The man with the thick black beard smiled with a big row of white teeth and lifted his black Stetson. “Billy King,” he said, “barrister and solicitor and attorney-at-law for the Montana Territory. I have long sticks of peppermint candy in my coat pocket. Would you like one? Or are you too old for that sort of stuff? I usually keep ‘em for myself; it’s my belief they make me smarter, but sometimes I share if I run into someone special.”

He swung down off his large black horse and stood by the little girl. He took a long red and white stick of candy from inside his sheepskin jacket and offered it to her in his gloved hand. Zeph had set her down. Slowly she reached out and took the candy.

“Thank you, sir,” she said.

“You’re very welcome, young lady. Would you like to walk with me and give one to your brother?”

She nodded, and they headed back across the snow to where two other men were off their horses and looking at the boy’s foot. The marshal watched them for a moment then tilted his Stetson back and scratched at his head and sandy-blond hair.

“We got news by telegraph that some marauders were in our neck of the woods. Then Abe Whittaker came in and told us he’d heard shooting down in the flats the day before yesterday. So I got some of the boys together, and we were heading out there to take a look. You see anything?”

Zeph shook his head. “Just these two kids.”

Matt glanced over at them. “They say much?”

“They don’t say anything at all, not where they live or who their folks are, nothin.’”
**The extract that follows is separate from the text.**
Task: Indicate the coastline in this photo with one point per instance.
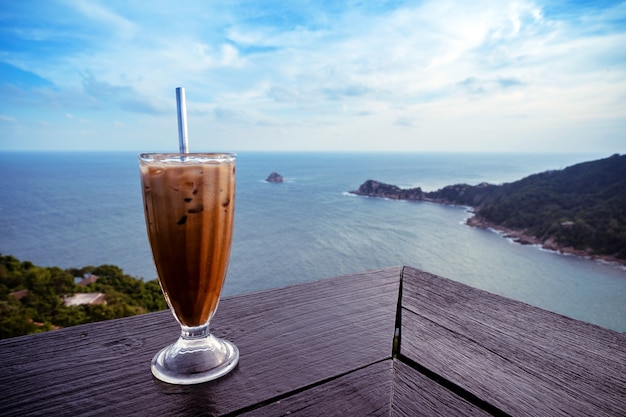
(520, 236)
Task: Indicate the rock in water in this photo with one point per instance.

Matt rubbed his jaw. “See any smoke?”

“No. Well, a bit from a chimney, I guess; that’s all.”

“Abe figured the homesteaders were burned out.”

“Did he see that?”

Matt shrugged. “You know Abe. He tells you what he wants when he wants. I don’t know what else he knows. But he’s got that dugout by the river, so he must’ve seen something.” He pulled his hat down again. “Now, look, we got to get out there before it’s dark. We brought along three extra horses, so why don’t you take the gray here and put the kids on it? Then you can get back on Cricket and all ride into Iron Springs and get warmed up.”

“That’s where I was heading, Matt.”

“Well, now you can do it faster.”

“Why’d you need all those extra horses anyway?”

“Why do you think? The telegram said it was Seraph Raber’s crew.”

“Raber. The Angel of Death. They sure?”

“Whoever they are, they’ve left a trail of dead bodies between here and Dakota. Looks like Raber’s work. No one likes killing as much as him.” Matt glanced down at Zeph’s waist. “No gun, I see.”

“No need, brother.”

“Suppose Raber jumped you while you were taking care of the kids? How would you have saved them then? The war’s been over a long time, Z.”